“È stato debellato un clan mafioso che si occupava del traffico di stupefacenti non solo ad Andria ma in tutto il nord barese, soprattutto nell’area di Bisceglie, diventata luogo di spaccio. Per anni c’è stato uno smercio di droga, soprattutto cocaina”. Le parole del Colonnello Rosario Castello, Comandante provinciale dei Carabinieri di Bari, rendono l’idea di quanto la nostra città fosse centrale nell’attività della banda criminale sgominata all’alba di ieri dai Carabinieri con l’arresto di 17 persone (clicca qui per il video).

La base operativa del gruppo di criminali era ad Andria, nel quartiere San Valentino, ma la piazza di spaccio era proprio a Bisceglie, in contrada Torricella. Venivano commercializzati in particolare cocaina, eroina e hascisc per un notevole volume d’affari. A capo della banda, Filippo Griner, al quale l’arresto è stato notificato nel carcere di Terni. Contestata l’aggravante del metodo mafioso oltre alle accuse di traffico, spaccio di droga e al possesso di armi da guerra. L’uomo era a capo del gruppo criminale di Andria, consociato, secondo quanto accertato dai carabinieri, agli uomini capeggiati, a Bisceglie, da Vito Capogna, di 58 anni.

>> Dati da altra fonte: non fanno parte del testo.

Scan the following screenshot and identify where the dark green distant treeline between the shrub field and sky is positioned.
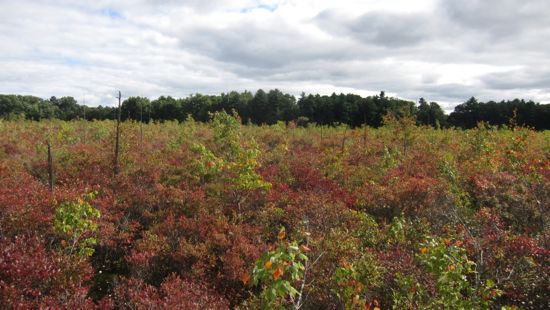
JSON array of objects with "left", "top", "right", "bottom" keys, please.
[{"left": 0, "top": 89, "right": 550, "bottom": 130}]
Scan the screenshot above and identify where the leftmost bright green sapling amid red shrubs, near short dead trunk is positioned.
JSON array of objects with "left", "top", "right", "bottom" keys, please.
[{"left": 53, "top": 192, "right": 101, "bottom": 256}]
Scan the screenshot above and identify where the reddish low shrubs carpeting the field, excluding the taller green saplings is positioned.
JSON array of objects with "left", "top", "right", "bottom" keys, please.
[{"left": 0, "top": 122, "right": 550, "bottom": 309}]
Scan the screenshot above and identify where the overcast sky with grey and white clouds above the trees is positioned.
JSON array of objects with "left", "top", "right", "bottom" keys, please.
[{"left": 0, "top": 0, "right": 550, "bottom": 110}]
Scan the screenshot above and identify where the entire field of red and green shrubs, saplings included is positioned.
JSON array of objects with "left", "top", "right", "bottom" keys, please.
[{"left": 0, "top": 112, "right": 550, "bottom": 309}]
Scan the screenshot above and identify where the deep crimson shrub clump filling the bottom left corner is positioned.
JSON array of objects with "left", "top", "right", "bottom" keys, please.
[{"left": 0, "top": 236, "right": 93, "bottom": 309}]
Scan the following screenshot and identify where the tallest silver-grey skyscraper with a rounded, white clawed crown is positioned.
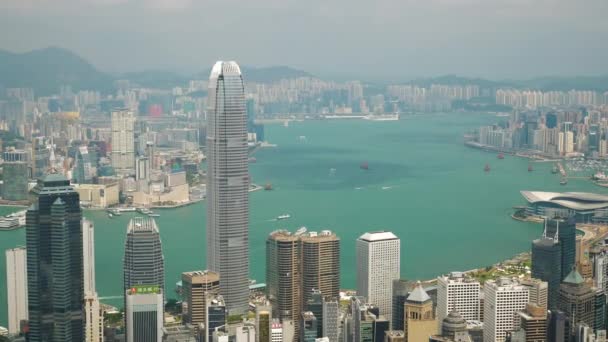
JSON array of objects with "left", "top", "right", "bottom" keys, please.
[{"left": 206, "top": 61, "right": 250, "bottom": 315}]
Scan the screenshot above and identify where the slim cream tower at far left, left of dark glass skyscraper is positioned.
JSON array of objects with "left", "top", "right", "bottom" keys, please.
[{"left": 6, "top": 247, "right": 28, "bottom": 334}]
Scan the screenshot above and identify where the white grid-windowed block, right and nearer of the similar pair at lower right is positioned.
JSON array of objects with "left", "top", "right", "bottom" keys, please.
[{"left": 483, "top": 278, "right": 530, "bottom": 342}]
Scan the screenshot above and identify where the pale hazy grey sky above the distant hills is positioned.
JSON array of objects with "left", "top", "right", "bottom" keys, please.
[{"left": 0, "top": 0, "right": 608, "bottom": 78}]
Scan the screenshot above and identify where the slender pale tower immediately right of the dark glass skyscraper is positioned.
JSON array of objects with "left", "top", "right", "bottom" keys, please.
[{"left": 82, "top": 219, "right": 103, "bottom": 342}]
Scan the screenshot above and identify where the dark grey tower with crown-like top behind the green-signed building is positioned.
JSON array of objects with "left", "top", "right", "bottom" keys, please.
[{"left": 123, "top": 217, "right": 165, "bottom": 291}]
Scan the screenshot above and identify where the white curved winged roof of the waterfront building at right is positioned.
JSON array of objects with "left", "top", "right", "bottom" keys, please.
[{"left": 521, "top": 191, "right": 608, "bottom": 210}]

L’indagine che ha portato agli arresti è stata avviata nel 2011 e ha beneficiato del contributo di sei collaboratori di giustizia, tra i quali anche due donne, che hanno chiarito i ruoli e gli interessi interni alla organizzazione.

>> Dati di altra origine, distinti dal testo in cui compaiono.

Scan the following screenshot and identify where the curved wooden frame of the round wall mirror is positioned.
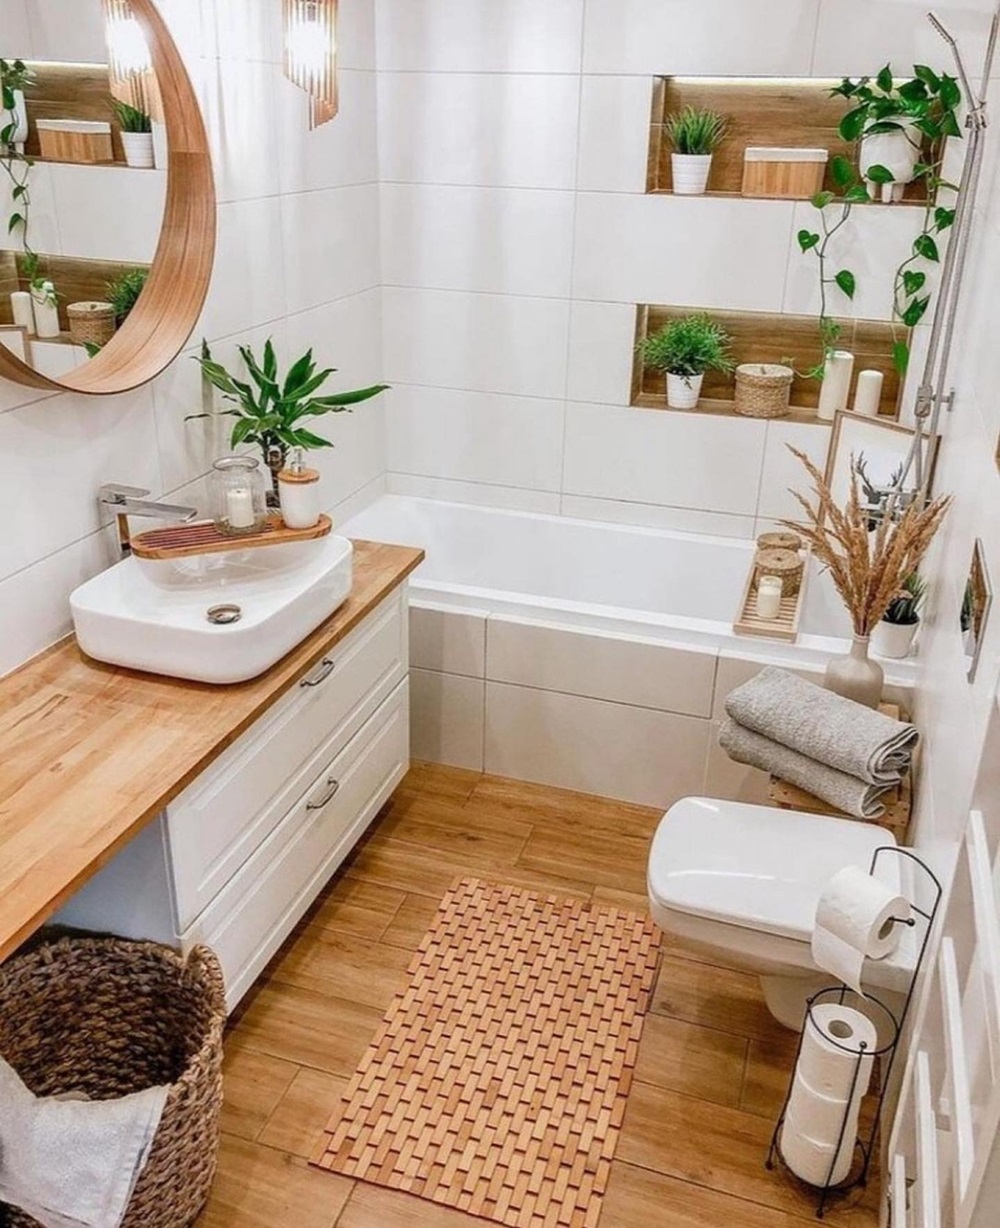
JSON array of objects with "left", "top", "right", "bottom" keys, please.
[{"left": 0, "top": 0, "right": 215, "bottom": 397}]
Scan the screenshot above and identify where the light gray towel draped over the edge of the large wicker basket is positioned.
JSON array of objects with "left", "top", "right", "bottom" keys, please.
[{"left": 0, "top": 1059, "right": 170, "bottom": 1228}]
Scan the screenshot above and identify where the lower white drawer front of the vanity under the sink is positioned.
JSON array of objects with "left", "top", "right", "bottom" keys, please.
[{"left": 182, "top": 682, "right": 409, "bottom": 1008}]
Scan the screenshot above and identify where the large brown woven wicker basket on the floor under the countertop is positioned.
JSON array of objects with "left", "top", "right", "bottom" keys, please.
[{"left": 0, "top": 938, "right": 226, "bottom": 1228}]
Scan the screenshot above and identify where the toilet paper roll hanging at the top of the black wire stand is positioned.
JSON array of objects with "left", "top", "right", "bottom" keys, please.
[{"left": 812, "top": 866, "right": 910, "bottom": 993}]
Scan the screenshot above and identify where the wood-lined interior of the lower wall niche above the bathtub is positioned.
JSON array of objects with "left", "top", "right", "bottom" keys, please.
[{"left": 630, "top": 303, "right": 903, "bottom": 422}]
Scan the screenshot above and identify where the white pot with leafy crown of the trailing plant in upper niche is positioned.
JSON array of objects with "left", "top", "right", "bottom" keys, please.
[{"left": 833, "top": 64, "right": 962, "bottom": 204}]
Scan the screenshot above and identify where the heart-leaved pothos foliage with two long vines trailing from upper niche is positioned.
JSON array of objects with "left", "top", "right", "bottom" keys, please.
[{"left": 797, "top": 64, "right": 962, "bottom": 379}]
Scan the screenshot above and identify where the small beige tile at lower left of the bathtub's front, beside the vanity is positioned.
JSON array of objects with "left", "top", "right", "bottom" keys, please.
[{"left": 410, "top": 669, "right": 485, "bottom": 771}]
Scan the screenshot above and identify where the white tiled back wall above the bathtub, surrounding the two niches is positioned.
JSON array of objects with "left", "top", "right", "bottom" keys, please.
[{"left": 377, "top": 0, "right": 984, "bottom": 537}]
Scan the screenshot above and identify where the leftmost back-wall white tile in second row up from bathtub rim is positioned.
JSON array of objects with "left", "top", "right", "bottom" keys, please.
[{"left": 387, "top": 386, "right": 565, "bottom": 491}]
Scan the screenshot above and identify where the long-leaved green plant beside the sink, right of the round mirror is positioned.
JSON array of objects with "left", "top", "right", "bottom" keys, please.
[{"left": 188, "top": 338, "right": 388, "bottom": 507}]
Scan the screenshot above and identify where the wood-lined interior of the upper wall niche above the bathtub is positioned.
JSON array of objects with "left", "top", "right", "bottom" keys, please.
[{"left": 646, "top": 76, "right": 926, "bottom": 208}]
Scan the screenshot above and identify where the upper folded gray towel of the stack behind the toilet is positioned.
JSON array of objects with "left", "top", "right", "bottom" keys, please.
[{"left": 726, "top": 666, "right": 919, "bottom": 785}]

Pusher e capi usavano poco il telefono pur avendo disponibilità di schede telefoniche non riconducibili ad alcuno. Ma quando capitava di parlare al telefono si chiedeva, per esempio, di portare “al parco due bambini”, intendendo le dosi di droga. Il gruppo utilizzava metodi mafiosi e ricorreva a piccoli riti di affiliazione per cui era importante il ‘curriculum criminale’ del candidato, che poi sarebbe diventato “soldato”, e che veniva valutato in base all’importanza dei reati commessi. Ad ognuno dei pusher venivano corrisposti 50 euro al giorno per l’attività di spaccio e tra questi figurano anche delle donne che risultano indagate. Gli spacciatori, secondo quanto emerso dalle indagini, cedevano droga anche a minorenni. Il gruppo inoltre aveva, nella sua disponibilità, armi da guerra, usate per intimidire e compiere atti di forza eclatanti, come la rapina a Castel del Monte. E le armi, sempre secondo quanto emerso dalle indagini, venivano nascoste di volta in volta in luoghi diversi per far sì che non fossero sequestrate dalle forze dell’ordine. Gli uomini del clan, armati di kalashnikov, avrebbero anche rapinato un kg di cocaina ad un clan avverso nel 2012 nei pressi di Castel del Monte.